A candle was lit for each of those who were killed: 9-year-old Christina-Taylor Green, Dorothy Morris, 76; Judge John Roll, 63; Phyllis Schneck, 79; Dorwin Stoddard, 76; and Gabriel Zimmerman, 30.
The wounded also each were honored with a candle: Bill Badger, Barber, Kenneth Dorushka, James Fuller, Randy Gardner, Giffords, Susan Hileman, George Morris, Mary Reed, Pamela Simon, Mavy Stoddard, James Tucker and Kenneth Veeder.
During the vigil, Giffords was animated and often smiling, particularly when the audience lit glow sticks, creating a sea of red, white and blue in front of her.
Several times, the crowd chanted, "Gabby, Gabby!" And at one point, Giffords offered a big smile and a small wave.
Calexico, Giffords' favorite local band, performed their song "Crystal Frontier" with the Tucson Symphony Orchestra. Singer Joey Burns twice said, "We love you, Gabby" during the song.
Rabbi Stephanie Aaron, who leads Giffords' congregation, said the closing prayer.

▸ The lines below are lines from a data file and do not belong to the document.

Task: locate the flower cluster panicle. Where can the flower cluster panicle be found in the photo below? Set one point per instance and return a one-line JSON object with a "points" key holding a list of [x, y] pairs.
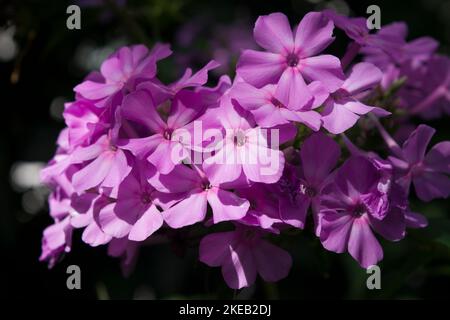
{"points": [[140, 159]]}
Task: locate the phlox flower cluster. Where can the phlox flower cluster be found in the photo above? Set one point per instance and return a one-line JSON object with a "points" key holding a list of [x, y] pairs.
{"points": [[249, 158]]}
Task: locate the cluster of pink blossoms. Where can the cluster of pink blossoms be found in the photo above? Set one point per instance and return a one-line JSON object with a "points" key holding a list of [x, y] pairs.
{"points": [[258, 155]]}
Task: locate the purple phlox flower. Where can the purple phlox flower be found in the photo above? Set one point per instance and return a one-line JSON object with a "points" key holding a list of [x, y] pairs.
{"points": [[57, 238], [290, 59], [127, 251], [264, 211], [169, 141], [123, 70], [242, 149], [197, 79], [427, 171], [301, 186], [198, 189], [271, 107], [84, 206], [134, 212], [243, 254], [85, 122], [105, 165], [352, 210], [343, 108], [388, 192]]}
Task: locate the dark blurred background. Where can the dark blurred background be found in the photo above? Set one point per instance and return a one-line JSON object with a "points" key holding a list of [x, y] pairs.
{"points": [[41, 61]]}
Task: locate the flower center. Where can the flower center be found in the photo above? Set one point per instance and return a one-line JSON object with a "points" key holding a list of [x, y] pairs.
{"points": [[112, 147], [206, 185], [308, 190], [146, 198], [360, 209], [276, 103], [239, 138], [292, 60], [168, 134]]}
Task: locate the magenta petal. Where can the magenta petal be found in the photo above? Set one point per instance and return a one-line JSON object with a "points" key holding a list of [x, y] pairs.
{"points": [[292, 90], [138, 107], [319, 92], [262, 164], [414, 148], [362, 244], [111, 224], [364, 76], [214, 248], [95, 90], [163, 158], [273, 33], [272, 262], [226, 205], [438, 158], [269, 116], [94, 236], [311, 150], [249, 97], [146, 225], [223, 166], [260, 68], [111, 69], [240, 270], [140, 147], [325, 68], [310, 118], [313, 34], [335, 230], [337, 118], [118, 170], [188, 211], [94, 173], [392, 227]]}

When a siren is heard or an emergency vehicle is traveling down the road, Tucsonans should not view it as an annoyance, but rather say a prayer for the lives that may be in peril and for the first responders coming to their aid, Aaron said.
Security on the Mall was tight but not obtrusive.
Uniformed UA police and U.S. Capitol Police were scattered throughout the crowd, and several teams of spotters wearing camouflage and flak jackets were arrayed on nearby rooftops, scanning the crowd with night-vision equipment.
The audience was split between 900 invited guests, who sat in chairs placed near the stage, and the general public, who were kept some distance away with crowd control fencing.
When the vigil was over, Giffords slowly made her way down the steps at the side of the stage and spend about five minutes speaking with friends and supporters, hidden behind a crane holding a speaker array.
She was guided toward a black SUV with an open door, but stopped to wave and smile at members of the crowd, who gathered near the fencing along the Mall roadway and called out to her.
"We love you Gabby!" many said.
One woman called, "Phoenix loves you, too, Gabby!"
Giffords responded with a grimace and a shrugging wave, giving a typical Tucson brush-off to the megalopolis to the north.
The message was repeated, and Giffords again grimaced and made a pushing aside motion.
Then, rather than climb inside the SUV, she slowly walked the hundred yards to the ground floor of Old Main with a group of staffers, security and her husband.
As she walked, about 150 audience members continued to call to her, offering messages of support.
"Tucson loves you, Gabby!" was the most common refrain.